Canine heartworm (cHW) disease is now recognised as potential cause of serious disease in cats and other felids, especially in endemic areas. In March 2009, a 23-years-old male African leopard (Panthera pardus pardus) housed in a zoological park located in the Province of Padova (Veneto Region), a cHW endemic area of the north-eastern Italy, died and was immediately necropsied. A cloth completely occluding the pyloric lumen was considered the presumptive cause of death. During necropsy, six nematodes (4 males and 2 females) were found within the right ventricle of the heart and the pulmonary artery.

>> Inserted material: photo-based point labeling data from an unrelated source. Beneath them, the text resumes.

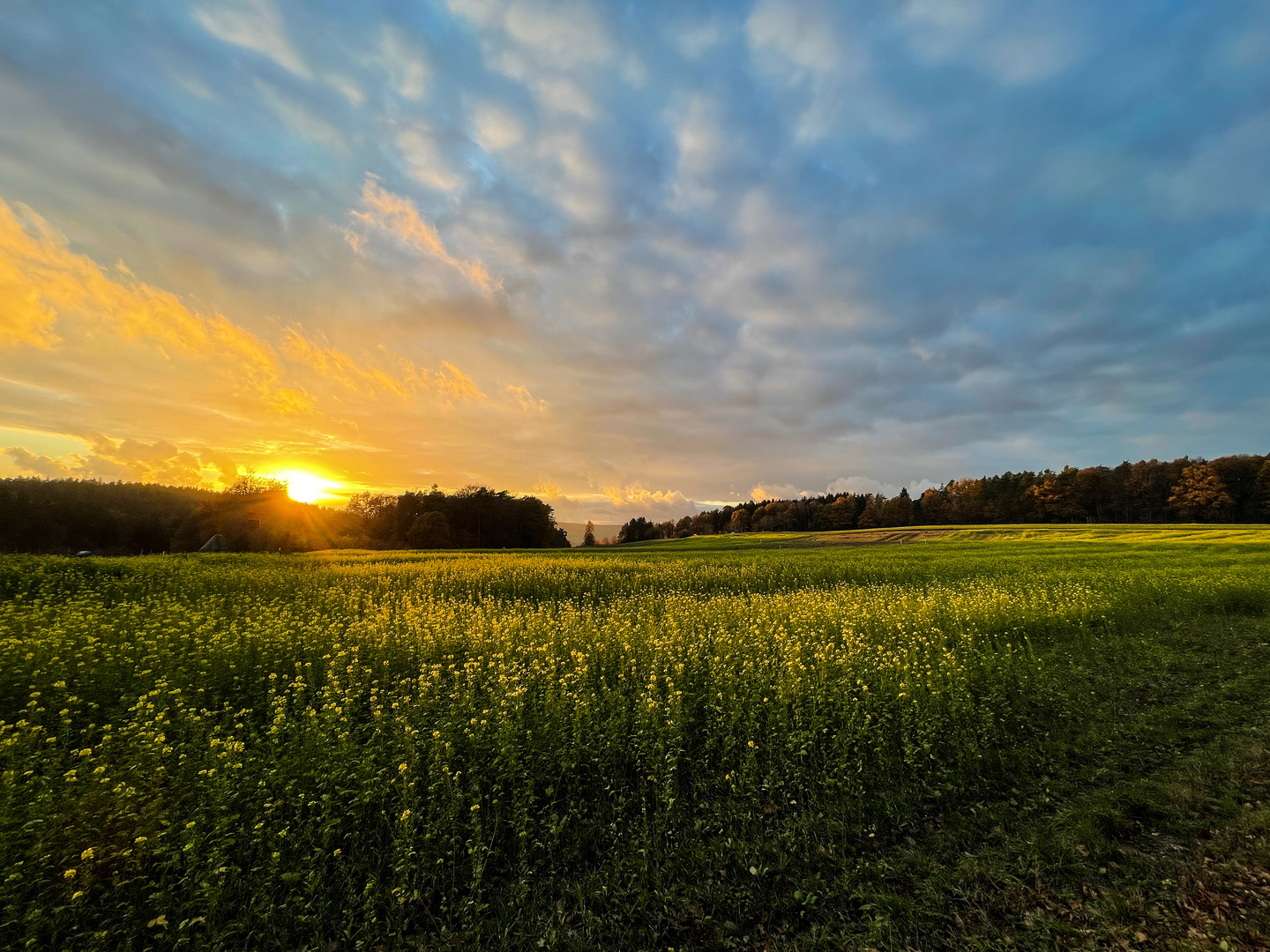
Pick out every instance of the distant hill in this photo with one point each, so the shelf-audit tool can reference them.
(64, 517)
(577, 530)
(107, 518)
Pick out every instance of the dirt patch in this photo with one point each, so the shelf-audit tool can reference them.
(882, 537)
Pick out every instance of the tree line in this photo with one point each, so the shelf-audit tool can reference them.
(1231, 489)
(475, 517)
(256, 514)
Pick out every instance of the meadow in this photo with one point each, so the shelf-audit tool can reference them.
(707, 743)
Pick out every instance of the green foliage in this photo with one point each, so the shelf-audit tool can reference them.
(404, 750)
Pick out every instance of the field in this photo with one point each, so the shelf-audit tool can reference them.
(1005, 738)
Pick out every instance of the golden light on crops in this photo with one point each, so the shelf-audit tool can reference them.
(306, 487)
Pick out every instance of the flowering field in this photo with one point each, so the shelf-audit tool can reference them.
(360, 750)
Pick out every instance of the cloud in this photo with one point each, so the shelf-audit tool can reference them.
(340, 367)
(756, 247)
(257, 26)
(799, 46)
(762, 492)
(1229, 172)
(496, 129)
(40, 465)
(526, 400)
(297, 120)
(135, 460)
(634, 495)
(1015, 46)
(399, 217)
(407, 71)
(43, 280)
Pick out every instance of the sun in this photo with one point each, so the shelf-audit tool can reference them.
(306, 487)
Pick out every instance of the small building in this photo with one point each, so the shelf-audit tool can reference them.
(216, 544)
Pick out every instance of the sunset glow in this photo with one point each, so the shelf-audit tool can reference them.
(635, 259)
(305, 487)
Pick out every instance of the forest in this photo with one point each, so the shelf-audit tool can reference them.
(1231, 489)
(256, 514)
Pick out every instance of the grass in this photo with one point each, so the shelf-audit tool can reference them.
(1042, 532)
(1050, 739)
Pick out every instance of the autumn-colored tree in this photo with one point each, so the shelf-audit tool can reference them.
(966, 502)
(898, 510)
(932, 507)
(1054, 499)
(839, 514)
(1200, 494)
(871, 517)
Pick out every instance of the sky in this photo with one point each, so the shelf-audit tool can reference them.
(635, 258)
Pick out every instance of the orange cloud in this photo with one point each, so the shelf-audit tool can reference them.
(335, 366)
(399, 217)
(42, 279)
(340, 367)
(526, 400)
(453, 383)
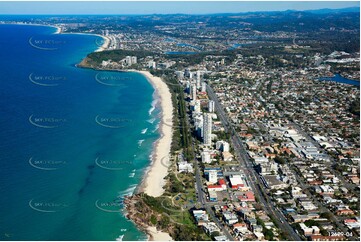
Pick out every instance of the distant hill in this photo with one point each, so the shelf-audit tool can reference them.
(328, 10)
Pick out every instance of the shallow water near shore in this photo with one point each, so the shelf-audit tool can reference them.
(73, 141)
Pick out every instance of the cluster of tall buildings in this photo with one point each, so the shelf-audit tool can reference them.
(203, 120)
(130, 60)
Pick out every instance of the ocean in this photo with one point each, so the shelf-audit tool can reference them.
(73, 142)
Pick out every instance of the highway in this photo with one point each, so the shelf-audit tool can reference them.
(251, 175)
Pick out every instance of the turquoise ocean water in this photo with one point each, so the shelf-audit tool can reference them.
(73, 141)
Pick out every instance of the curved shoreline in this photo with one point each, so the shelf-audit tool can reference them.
(154, 178)
(59, 30)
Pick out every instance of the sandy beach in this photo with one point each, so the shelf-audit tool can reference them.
(154, 179)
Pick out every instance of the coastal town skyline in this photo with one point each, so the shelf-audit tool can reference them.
(165, 7)
(219, 125)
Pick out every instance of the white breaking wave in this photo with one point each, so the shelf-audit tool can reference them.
(120, 238)
(140, 142)
(151, 120)
(156, 128)
(154, 103)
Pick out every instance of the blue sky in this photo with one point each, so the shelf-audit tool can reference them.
(164, 7)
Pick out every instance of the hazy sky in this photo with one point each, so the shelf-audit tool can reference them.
(164, 7)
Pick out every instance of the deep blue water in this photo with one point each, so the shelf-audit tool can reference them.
(340, 79)
(71, 139)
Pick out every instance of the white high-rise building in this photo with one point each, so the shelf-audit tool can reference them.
(134, 60)
(203, 87)
(212, 176)
(207, 129)
(193, 92)
(225, 147)
(197, 106)
(151, 64)
(206, 157)
(198, 79)
(211, 106)
(222, 146)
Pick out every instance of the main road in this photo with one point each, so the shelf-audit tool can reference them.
(254, 180)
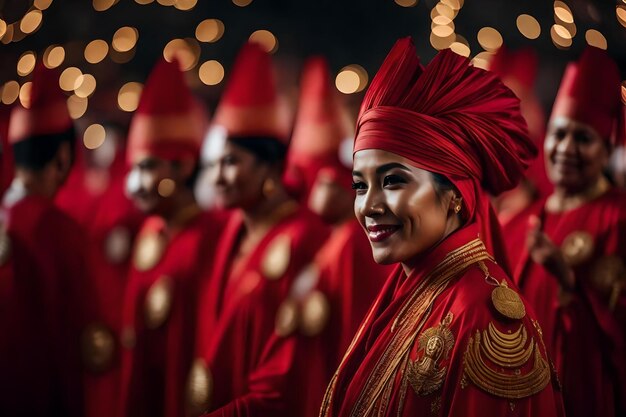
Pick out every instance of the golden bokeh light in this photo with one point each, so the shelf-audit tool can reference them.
(528, 26)
(211, 72)
(185, 4)
(210, 30)
(42, 4)
(125, 39)
(595, 38)
(85, 85)
(166, 187)
(406, 3)
(68, 77)
(266, 39)
(77, 106)
(489, 38)
(187, 51)
(96, 51)
(25, 94)
(128, 96)
(94, 136)
(31, 21)
(53, 56)
(26, 63)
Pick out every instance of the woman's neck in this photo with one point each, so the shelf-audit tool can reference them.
(563, 199)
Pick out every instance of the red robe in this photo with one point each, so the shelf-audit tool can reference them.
(421, 349)
(244, 344)
(350, 280)
(585, 334)
(45, 304)
(159, 314)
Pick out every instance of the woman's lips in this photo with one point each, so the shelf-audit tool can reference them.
(380, 232)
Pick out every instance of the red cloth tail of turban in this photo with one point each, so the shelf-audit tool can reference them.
(453, 119)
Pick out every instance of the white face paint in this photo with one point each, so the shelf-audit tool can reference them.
(213, 143)
(133, 182)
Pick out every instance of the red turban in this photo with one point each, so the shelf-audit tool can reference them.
(448, 118)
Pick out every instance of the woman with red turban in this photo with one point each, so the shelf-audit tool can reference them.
(568, 249)
(449, 334)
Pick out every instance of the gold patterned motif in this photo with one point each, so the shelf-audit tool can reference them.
(493, 362)
(315, 313)
(98, 346)
(149, 251)
(199, 388)
(287, 318)
(577, 247)
(508, 302)
(427, 375)
(158, 302)
(277, 256)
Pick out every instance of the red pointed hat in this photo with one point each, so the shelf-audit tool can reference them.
(47, 112)
(168, 123)
(590, 93)
(249, 105)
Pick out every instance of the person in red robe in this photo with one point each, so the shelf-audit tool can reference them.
(246, 342)
(568, 249)
(47, 313)
(337, 288)
(174, 241)
(449, 335)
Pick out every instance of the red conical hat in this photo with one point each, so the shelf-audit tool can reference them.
(47, 112)
(590, 93)
(249, 105)
(168, 123)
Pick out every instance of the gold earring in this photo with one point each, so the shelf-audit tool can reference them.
(269, 187)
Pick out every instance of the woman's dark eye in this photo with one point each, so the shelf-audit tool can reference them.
(393, 180)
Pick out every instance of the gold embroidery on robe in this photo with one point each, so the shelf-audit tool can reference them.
(494, 361)
(426, 375)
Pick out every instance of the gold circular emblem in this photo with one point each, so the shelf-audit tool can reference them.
(128, 338)
(117, 245)
(315, 313)
(287, 317)
(98, 347)
(148, 251)
(158, 302)
(607, 272)
(199, 388)
(5, 247)
(508, 302)
(577, 247)
(277, 257)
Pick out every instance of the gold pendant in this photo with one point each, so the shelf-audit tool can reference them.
(199, 388)
(98, 347)
(277, 256)
(158, 302)
(577, 247)
(315, 313)
(508, 302)
(149, 251)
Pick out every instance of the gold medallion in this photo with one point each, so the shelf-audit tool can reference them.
(287, 318)
(5, 247)
(508, 302)
(199, 388)
(148, 252)
(117, 245)
(277, 256)
(577, 247)
(315, 313)
(426, 375)
(98, 347)
(158, 302)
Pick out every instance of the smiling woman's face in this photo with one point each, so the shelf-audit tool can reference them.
(398, 206)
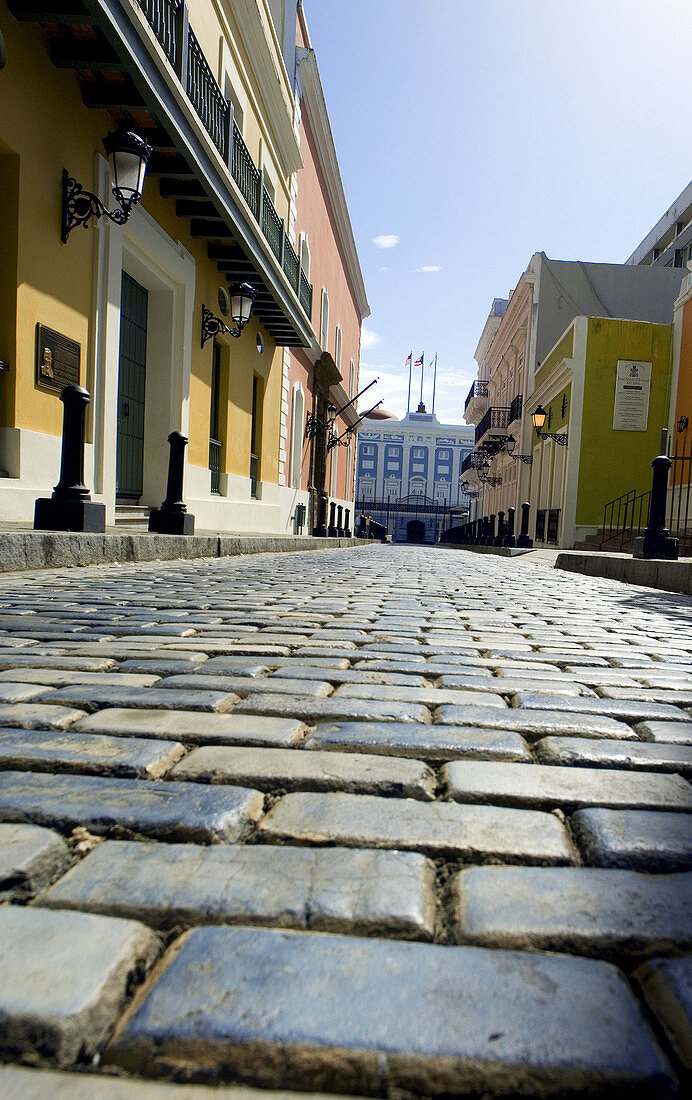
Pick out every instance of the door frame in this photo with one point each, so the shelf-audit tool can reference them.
(167, 271)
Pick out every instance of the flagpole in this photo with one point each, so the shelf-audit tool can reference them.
(434, 382)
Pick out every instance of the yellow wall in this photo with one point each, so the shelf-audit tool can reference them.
(614, 462)
(45, 127)
(44, 122)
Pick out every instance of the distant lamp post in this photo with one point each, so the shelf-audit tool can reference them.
(128, 154)
(242, 297)
(538, 419)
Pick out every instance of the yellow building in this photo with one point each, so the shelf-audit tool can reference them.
(118, 308)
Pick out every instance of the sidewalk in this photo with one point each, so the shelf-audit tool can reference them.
(21, 548)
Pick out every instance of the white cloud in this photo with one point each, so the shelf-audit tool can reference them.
(386, 241)
(369, 339)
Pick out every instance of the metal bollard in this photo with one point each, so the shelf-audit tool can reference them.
(70, 507)
(509, 539)
(173, 517)
(524, 539)
(501, 529)
(331, 530)
(656, 541)
(319, 530)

Diagnosis of HW (Dirofilaria immitis) infection was carried out by morphological features of adult worms and microfilariae, and then confirmed by detection of circulating HW antigens using a commercial SNAP kit (IDEXX Laboratories inc., USA). D. immitis infection was also confirmed by PCR amplification of the 5S ribosomal spacer region, performed on worm fragments and microfilaraemic blood samples obtained from the right ventricle of the heart. A glomerulonephritis of immuno-mediated origin and most likely associated with the HW infection is also reported. HW chemoprophylaxis and annual serological testing on wild felids housed outdoors in endemic cHW disease areas are recommended. This is the first diagnosis of D. immitis infection in an exotic felid in Italy.